First, we made super good use of each teacher’s knowledge and experience. What a crazy coincidence that the issues the teachers brought to the table dovetailed so precisely! How fortuitous that exploring Susannah’s experience of being on the receiving end of a difficult conversation could inform David’s experience of being on the giving end of a difficult conversation! In my world, this is called “parallel process” – the opportunity to learn about others by examining ourselves. I hope you see how verrry relevant this concept is for classrooms, where teachers’ difficulties with learning something new, for example, might illuminate their students’ difficulties with learning something new. Hunh.

Second, we uncovered a super-important psychological defense called “turning the passive into the active.” Also called “identifying with the aggressor.” Also called – at least by me – “the flip side of the same coin.”

That is, if behavior is a coin – and obviously it is – then one side of the coin is doing and the other side is being done-to. When someone has been done-to all their lives, they are quite likely to flip over the coin and become someone who does. Was I bullied as a kid? I’m more likely to be a bully myself. Were people all around me arguing, interrupting, and using foul language while I was growing up? I’m more likely to be a person who argues, interrupts, and uses foul language. As a passive observer and recipient of repeated behaviors, I’m more likely to become the active perpetrator of those behaviors. It’s just how we human beings can roll.

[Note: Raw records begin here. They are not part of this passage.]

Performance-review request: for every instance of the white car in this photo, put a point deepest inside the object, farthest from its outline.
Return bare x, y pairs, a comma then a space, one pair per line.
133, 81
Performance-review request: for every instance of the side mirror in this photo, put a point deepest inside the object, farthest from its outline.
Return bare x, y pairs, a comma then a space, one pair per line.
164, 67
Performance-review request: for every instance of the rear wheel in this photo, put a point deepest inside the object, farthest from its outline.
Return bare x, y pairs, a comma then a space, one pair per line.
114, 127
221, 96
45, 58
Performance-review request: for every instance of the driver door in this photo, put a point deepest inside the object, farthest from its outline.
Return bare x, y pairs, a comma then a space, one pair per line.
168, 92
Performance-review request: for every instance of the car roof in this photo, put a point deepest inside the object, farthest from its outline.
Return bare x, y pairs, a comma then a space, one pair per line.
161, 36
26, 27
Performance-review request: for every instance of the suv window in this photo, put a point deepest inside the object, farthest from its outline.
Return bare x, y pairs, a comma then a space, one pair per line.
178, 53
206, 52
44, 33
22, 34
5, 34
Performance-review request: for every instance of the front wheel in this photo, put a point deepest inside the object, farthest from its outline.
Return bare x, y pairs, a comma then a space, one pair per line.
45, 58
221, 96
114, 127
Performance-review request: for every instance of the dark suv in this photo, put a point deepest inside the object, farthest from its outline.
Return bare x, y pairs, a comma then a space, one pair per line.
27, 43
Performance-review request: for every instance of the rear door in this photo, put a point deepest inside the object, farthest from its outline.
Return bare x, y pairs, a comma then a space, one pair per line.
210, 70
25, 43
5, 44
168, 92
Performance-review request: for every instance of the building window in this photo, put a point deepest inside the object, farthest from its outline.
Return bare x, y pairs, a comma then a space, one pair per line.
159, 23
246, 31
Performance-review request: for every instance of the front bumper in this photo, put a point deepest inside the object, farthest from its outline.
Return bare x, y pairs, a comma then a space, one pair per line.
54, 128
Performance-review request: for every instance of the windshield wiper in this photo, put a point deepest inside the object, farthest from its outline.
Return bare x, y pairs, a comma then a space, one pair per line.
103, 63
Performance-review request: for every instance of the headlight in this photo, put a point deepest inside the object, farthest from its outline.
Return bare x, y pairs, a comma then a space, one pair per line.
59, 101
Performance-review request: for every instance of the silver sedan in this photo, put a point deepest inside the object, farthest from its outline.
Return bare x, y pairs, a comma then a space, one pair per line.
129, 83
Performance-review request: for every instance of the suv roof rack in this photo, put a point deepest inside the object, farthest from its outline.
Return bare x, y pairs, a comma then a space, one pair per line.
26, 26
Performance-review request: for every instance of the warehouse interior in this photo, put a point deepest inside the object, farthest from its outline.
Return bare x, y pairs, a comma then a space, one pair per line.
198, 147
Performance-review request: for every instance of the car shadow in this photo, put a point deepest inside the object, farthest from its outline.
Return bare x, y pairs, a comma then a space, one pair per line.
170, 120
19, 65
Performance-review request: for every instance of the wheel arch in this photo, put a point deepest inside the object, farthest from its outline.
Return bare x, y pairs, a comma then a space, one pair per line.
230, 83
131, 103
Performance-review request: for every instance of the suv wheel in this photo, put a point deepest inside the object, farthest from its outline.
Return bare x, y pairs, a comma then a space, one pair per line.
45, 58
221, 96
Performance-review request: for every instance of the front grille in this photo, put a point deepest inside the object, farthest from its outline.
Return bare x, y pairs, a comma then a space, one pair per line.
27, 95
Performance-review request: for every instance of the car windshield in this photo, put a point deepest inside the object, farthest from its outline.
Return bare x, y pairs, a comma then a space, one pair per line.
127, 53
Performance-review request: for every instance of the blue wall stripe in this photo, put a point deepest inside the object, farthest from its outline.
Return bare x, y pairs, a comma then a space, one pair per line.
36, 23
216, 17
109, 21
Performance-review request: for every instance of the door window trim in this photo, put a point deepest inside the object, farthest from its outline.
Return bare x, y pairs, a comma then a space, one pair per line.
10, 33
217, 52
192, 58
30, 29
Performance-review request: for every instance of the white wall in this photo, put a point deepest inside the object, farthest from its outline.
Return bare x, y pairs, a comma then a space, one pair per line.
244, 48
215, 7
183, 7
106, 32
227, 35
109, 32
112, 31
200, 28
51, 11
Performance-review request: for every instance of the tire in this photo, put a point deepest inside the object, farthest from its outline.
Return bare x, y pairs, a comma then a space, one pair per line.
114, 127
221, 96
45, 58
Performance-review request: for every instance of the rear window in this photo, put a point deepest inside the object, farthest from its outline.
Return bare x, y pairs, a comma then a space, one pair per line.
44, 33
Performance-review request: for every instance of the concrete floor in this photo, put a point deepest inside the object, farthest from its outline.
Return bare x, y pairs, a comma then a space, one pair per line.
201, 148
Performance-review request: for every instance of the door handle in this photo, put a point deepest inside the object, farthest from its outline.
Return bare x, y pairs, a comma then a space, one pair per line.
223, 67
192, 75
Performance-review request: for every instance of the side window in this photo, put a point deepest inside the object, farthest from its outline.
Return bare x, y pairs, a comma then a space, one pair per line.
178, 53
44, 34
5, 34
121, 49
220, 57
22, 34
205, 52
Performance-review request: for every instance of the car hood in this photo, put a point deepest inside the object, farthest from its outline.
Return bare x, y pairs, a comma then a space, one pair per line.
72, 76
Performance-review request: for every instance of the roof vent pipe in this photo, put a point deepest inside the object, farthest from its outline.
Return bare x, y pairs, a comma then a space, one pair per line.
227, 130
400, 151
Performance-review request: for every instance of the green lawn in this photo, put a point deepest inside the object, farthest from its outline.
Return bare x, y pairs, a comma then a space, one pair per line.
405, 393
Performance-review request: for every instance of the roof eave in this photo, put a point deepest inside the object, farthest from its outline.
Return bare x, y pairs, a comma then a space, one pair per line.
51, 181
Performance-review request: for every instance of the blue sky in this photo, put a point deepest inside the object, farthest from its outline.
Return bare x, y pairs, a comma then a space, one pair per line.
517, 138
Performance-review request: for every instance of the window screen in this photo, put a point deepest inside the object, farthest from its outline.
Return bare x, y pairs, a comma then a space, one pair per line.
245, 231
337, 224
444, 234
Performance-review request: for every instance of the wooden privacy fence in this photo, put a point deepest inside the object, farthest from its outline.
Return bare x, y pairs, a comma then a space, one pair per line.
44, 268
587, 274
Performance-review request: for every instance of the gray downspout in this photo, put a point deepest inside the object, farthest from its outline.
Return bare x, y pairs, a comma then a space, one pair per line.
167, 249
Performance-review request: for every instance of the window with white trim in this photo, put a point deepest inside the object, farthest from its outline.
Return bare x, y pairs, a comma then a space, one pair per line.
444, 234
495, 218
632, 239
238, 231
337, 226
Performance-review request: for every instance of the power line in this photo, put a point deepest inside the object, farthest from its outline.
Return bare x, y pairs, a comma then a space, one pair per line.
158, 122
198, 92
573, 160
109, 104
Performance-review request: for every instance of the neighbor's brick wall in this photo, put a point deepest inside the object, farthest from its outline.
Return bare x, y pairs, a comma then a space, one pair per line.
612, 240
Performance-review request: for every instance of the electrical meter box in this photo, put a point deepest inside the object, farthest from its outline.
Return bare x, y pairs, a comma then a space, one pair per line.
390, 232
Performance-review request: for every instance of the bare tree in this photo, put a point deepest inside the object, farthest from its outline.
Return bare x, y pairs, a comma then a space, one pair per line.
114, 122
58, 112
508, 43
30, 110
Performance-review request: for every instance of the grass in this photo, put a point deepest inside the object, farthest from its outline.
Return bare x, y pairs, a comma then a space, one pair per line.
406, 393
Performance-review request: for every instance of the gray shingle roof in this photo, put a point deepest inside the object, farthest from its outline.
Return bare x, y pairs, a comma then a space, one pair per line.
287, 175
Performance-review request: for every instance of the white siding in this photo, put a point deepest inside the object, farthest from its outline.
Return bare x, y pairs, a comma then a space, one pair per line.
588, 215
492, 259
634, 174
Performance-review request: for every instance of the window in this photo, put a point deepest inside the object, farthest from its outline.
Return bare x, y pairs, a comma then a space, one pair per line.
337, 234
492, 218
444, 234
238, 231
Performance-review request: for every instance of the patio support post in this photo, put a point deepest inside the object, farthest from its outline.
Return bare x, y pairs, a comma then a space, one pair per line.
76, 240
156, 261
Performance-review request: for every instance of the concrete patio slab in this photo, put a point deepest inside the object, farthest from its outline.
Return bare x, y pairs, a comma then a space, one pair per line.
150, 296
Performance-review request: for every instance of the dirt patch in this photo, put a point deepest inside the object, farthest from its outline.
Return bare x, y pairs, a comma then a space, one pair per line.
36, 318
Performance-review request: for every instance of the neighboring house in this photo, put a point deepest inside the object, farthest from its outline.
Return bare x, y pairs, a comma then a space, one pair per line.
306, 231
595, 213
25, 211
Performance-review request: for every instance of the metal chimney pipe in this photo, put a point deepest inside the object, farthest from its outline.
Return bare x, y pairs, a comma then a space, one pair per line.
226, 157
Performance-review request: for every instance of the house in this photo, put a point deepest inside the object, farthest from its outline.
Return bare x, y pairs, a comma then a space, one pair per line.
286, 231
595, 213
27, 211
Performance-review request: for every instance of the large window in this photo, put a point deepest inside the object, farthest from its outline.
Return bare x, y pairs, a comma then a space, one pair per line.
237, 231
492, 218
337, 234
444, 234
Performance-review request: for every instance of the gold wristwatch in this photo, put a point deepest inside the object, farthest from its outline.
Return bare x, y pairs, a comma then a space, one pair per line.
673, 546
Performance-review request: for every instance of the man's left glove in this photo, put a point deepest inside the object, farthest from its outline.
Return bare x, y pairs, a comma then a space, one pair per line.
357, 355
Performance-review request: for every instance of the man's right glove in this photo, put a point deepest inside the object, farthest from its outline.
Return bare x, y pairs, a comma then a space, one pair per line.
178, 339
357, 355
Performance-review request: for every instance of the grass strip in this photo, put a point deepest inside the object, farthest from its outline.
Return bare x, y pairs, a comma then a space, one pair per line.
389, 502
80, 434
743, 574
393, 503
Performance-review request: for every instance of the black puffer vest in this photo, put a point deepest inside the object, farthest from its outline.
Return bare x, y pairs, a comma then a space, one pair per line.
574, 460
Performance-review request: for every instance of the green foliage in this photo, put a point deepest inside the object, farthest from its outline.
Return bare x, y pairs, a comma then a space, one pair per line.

Makes you think: Maybe wondering about “aggressors” rather than judging, shaming, or punishing them can help us – and them – understand their motives and help them work towards changing the behavior. And it can lead us straight to compassion and a calm willingness to engage rather than confront.

And by “engage” I mean, at the very least, asking for advice and asking what it’s like to be you. Being genuinely curious. Listening. Without judgment.

Third, we witnessed an amazing retreat from grandiosity, from messing in other people’s business, to respectful acceptance of personal limits. It was thrilling to see Bonnie re-boundary herself, pull away from Aparna’s and James’s relationship and engage with the relationship she had every right to influence: James’s relationship with her class. Why was he goofing off? Great question to ask. Done!

Everything that happened in this TSG thrilled me. But the most important thing for me (since this podcast episode is, after all, about me, and, hell! I’m not sure there will ever be an episode where it will happen again, because I don’t know if I’ll ever be able to do it – or not do it wink wink – again) is today’s axiom: 

Wuwei. Do nothing.

Wuwei is such a cool concept, one of so many that come to us from Chinese traditions. I know I already shared a translation of the term from a website, but, as I think about the term from my undergraduate language-learning days, I remember it to mean something more like “without doing.” In Chinese, as I recall, wu means “without” and “wei” means “do.” OK, I might be splitting hairs here, but I like this alternative definition because I think it captures better what it means to “do nothing.” Really, it means “(getting something accomplished) without doing” – without pushing the river; without forcing the issue; without exhorting or lambasting or attacking or accusing or shaming; without controlling and dominating. But with being. You’re still present and sentient and seeing and thinking and caring and relating. You’re just stepped back. And stepping lightly. And participating only when you need to. Letting others do their good work. And doing a secret celebratory jig when they nail it.